C E Macfarlane wrote:
Thinking about this a bit more, I wouldn't wish to claim a spurious hit was more likely with no upper limit, but nevertheless I would still regard it better programming practice to have one - with normal written English, the potential for spurious hits would be low, and in the event of one it would be delimited quickly by the next space, but if you were trawling raw HTML or similar code, which might contain longs strings of pseudo-random characters as not just PIDs, but also GUIDs, session keys, and the like, then the potential for spurious hit would be very much increased, so more would be found, and in the interests of program efficiency you'd want them to be delimited sooner rather than later.

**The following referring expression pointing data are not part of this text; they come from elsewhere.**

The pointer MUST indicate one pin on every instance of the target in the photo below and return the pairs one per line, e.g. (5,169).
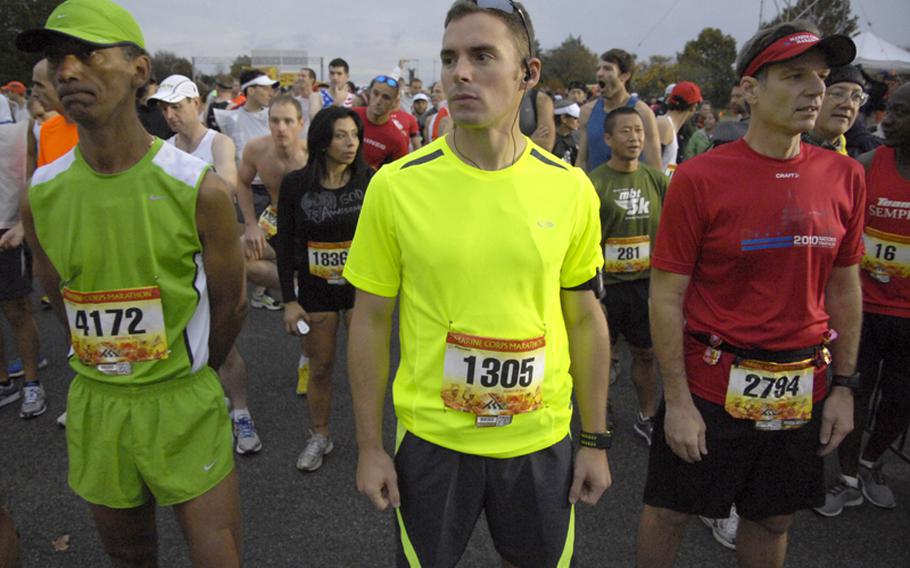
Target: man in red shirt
(755,267)
(886,316)
(385,137)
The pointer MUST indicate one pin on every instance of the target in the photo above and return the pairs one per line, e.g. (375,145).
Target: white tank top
(203,150)
(669,154)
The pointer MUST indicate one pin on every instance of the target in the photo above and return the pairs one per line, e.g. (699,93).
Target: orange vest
(57,138)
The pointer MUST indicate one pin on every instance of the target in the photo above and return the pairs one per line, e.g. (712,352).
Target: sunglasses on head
(390,81)
(509,7)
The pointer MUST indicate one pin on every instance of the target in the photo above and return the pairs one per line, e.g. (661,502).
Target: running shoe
(644,427)
(875,487)
(840,495)
(263,301)
(724,530)
(316,447)
(15,369)
(33,401)
(247,439)
(9,393)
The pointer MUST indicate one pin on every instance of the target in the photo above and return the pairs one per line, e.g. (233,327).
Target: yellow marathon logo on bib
(268,221)
(327,260)
(778,395)
(493,377)
(887,255)
(114,326)
(627,254)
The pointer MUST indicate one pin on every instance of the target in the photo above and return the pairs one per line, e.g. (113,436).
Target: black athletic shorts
(627,311)
(525,499)
(764,473)
(15,273)
(261,200)
(326,297)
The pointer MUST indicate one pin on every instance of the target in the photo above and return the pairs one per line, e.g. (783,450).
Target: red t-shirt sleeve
(682,227)
(851,249)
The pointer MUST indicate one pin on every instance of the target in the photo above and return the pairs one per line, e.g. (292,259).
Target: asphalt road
(319,519)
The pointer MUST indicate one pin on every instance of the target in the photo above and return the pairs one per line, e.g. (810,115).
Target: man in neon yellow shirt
(491,244)
(135,243)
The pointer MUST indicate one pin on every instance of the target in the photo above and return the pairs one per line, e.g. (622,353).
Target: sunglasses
(390,81)
(509,7)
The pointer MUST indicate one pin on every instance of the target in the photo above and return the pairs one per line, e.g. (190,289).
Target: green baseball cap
(100,23)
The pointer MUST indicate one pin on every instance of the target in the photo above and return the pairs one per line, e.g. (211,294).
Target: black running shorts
(764,473)
(15,273)
(525,499)
(627,311)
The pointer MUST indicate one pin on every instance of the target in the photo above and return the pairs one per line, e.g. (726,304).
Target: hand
(591,477)
(293,313)
(684,429)
(13,237)
(377,479)
(253,240)
(837,419)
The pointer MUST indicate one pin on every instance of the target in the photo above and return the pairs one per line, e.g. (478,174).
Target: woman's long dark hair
(319,138)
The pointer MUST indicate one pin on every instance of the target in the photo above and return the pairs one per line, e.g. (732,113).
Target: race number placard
(776,396)
(627,254)
(493,377)
(887,255)
(114,326)
(268,221)
(327,260)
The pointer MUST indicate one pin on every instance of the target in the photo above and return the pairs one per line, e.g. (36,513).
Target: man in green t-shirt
(490,244)
(136,245)
(631,194)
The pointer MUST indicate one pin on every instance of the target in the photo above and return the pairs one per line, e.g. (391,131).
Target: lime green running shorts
(171,440)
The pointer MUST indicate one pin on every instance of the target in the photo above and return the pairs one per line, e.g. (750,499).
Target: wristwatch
(600,441)
(852,382)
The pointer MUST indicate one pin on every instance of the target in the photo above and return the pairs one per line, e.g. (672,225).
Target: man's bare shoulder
(642,107)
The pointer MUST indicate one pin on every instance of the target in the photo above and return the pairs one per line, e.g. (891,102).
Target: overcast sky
(373,35)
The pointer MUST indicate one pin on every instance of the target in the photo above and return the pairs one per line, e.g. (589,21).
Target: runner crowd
(330,200)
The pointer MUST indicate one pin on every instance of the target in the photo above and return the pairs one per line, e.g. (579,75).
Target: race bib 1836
(493,377)
(775,396)
(327,260)
(627,254)
(114,326)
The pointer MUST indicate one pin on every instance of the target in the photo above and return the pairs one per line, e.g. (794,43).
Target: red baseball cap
(687,92)
(838,50)
(16,87)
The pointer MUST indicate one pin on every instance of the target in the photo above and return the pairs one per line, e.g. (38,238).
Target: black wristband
(601,441)
(852,382)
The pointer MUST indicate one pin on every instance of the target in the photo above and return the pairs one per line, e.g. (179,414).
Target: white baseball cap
(174,89)
(572,110)
(262,80)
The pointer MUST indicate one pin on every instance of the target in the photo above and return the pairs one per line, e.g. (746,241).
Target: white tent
(876,54)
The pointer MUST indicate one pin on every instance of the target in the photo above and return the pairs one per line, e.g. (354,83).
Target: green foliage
(16,16)
(651,78)
(831,16)
(570,61)
(239,64)
(165,63)
(708,62)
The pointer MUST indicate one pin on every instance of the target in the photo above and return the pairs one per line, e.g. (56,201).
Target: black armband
(595,284)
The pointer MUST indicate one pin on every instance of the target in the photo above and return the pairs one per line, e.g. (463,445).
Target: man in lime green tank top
(136,245)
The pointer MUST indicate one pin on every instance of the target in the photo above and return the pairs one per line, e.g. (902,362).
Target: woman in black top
(318,208)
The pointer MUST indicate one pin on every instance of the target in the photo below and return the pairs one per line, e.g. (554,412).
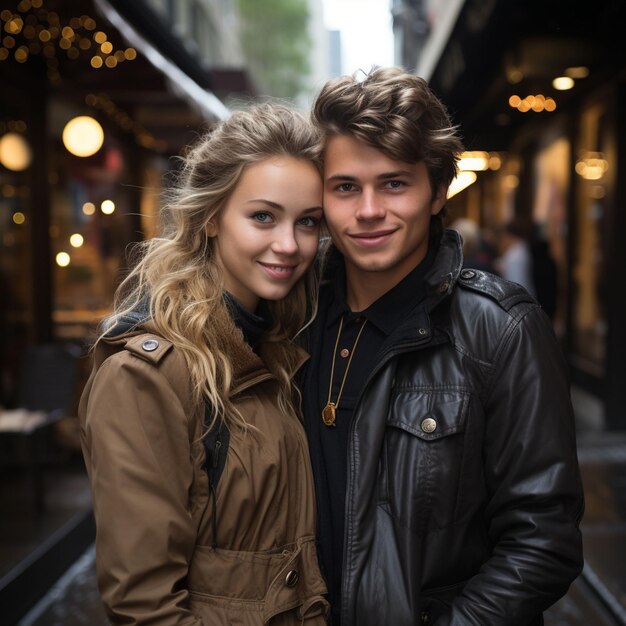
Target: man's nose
(370,206)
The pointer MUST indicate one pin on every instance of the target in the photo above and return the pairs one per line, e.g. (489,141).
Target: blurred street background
(98,97)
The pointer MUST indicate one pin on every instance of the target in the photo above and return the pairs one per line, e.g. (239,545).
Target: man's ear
(439,200)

This is reasonable. The regexp without an upper limit sourced from the BBC's code is used to confirm that a given string is formed only of characters from an acceptable set to make up a PID. In most cases the string which is passed in is explicitly extracted from the request URL, as the application in question is a server-side, web-based one. For such purposes I think the lack of an upper limit is completely acceptable, but if you're writing code to extract a valid PID from text of unknown length or complexity, the regexp probably is not very efficient.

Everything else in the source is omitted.